A agrônoma Alessandra Pereira Fávero, da Embrapa Pecuária Sudeste: estudo para plantio e alimentação sustentável no desconhecido (Crédito:Gisele Rosso)

Há anos, norte-americanos testam o cultivo no espaço. Atualmente, a agricultura espacial tem a Veggie, uma horta que rendeu:
* alface,
* repolho,
* couve,
* pimentão.

Tudo em pequenas quantidades, que astronautas da ISS já comeram. No entanto, parte da produção foi enviada à Terra para análises.

Por isso, o que técnico- científicos do Brasil vislumbram é que as futuras plantações rendam, literalmente, mais frutos.

“Existem possibilidades em relação ao plantio. Há equipes que trabalham com o solo lunar, que se chama regolito — verificam como as plantas se comportam nele. Outras alternativas são a aeroponia e a hidroponia [plantios suspensos no ar e que usam água como base, respectivamente], diz Alessandra.

A concepção da Embrapa é de longo prazo, pois há diversas fases de estudos complexos sobre a produção de alimentos dentro de uma estação em órbita.

“Todas as simulações do que pode acontecer no espaço serão feitas na Terra.
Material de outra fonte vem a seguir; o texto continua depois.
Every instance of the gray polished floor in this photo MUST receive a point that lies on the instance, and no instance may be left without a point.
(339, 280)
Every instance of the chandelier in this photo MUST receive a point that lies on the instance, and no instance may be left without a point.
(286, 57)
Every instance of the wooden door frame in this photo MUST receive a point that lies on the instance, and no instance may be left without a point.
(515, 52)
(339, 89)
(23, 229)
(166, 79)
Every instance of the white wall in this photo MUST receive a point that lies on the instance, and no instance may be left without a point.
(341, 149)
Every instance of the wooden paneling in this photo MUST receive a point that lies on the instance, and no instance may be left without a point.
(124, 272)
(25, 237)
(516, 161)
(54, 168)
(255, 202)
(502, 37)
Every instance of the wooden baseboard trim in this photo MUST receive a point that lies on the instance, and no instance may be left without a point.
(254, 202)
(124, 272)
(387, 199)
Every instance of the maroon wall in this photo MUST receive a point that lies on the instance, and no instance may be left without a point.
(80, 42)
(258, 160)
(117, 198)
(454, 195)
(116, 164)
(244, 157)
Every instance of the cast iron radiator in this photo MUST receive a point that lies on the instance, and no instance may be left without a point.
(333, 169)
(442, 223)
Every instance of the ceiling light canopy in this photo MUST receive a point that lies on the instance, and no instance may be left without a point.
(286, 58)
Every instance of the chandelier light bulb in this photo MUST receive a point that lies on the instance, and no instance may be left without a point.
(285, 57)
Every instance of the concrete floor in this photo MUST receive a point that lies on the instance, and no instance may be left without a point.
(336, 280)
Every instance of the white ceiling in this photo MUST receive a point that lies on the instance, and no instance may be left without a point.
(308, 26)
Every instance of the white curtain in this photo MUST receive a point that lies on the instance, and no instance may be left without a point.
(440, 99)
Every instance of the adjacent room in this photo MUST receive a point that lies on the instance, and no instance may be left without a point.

Faremos isso em laboratórios e câmaras de crescimento fechadas para avaliar aquele tipo de luz e temperatura. Uma vez com as melhores plantas adaptadas a essas condições simuladas, aí, sim, pensaremos numa segunda fase: o teste no espaço”, adianta a agrônoma.

A ideia é ter tudo consolidado para a Artemis 4, missão prevista para 2028 com quatro viajantes rumo à Lua. Até lá, a empresa nacional pretende sair do que hoje é uma proposta embrionária.

“Esperamos que no fim deste ano o projeto esteja escrito para submetermos a fontes de financiamento públicas e privadas”, diz a pesquisadora. No conceito, espera-se também unir forças com outras instituições e universidades.

Mesa de jantar: enlatados e comida desidratada no menu da Expedição 32, em 2012 (Crédito:Divulgação)

Assim, o Brasil investe no “grande salto para a humanidade”, recorrendo à célebre frase dita em 1969 pelo astronauta Neil Armstrong ao dar o primeiro passo de um ser humano na Lua.

Miriam Rezende Gonçalves, especialista em Tecnologia, Defesa e Espaço, frisa a importância da exploração espacial para a sociedade. “Comparo este momento atual com as caravelas quando cruzaram o oceano, desbravaram o desconhecido e descobriram o Brasil. É isso que vivemos hoje: a última fronteira da humanidade é o espaço.”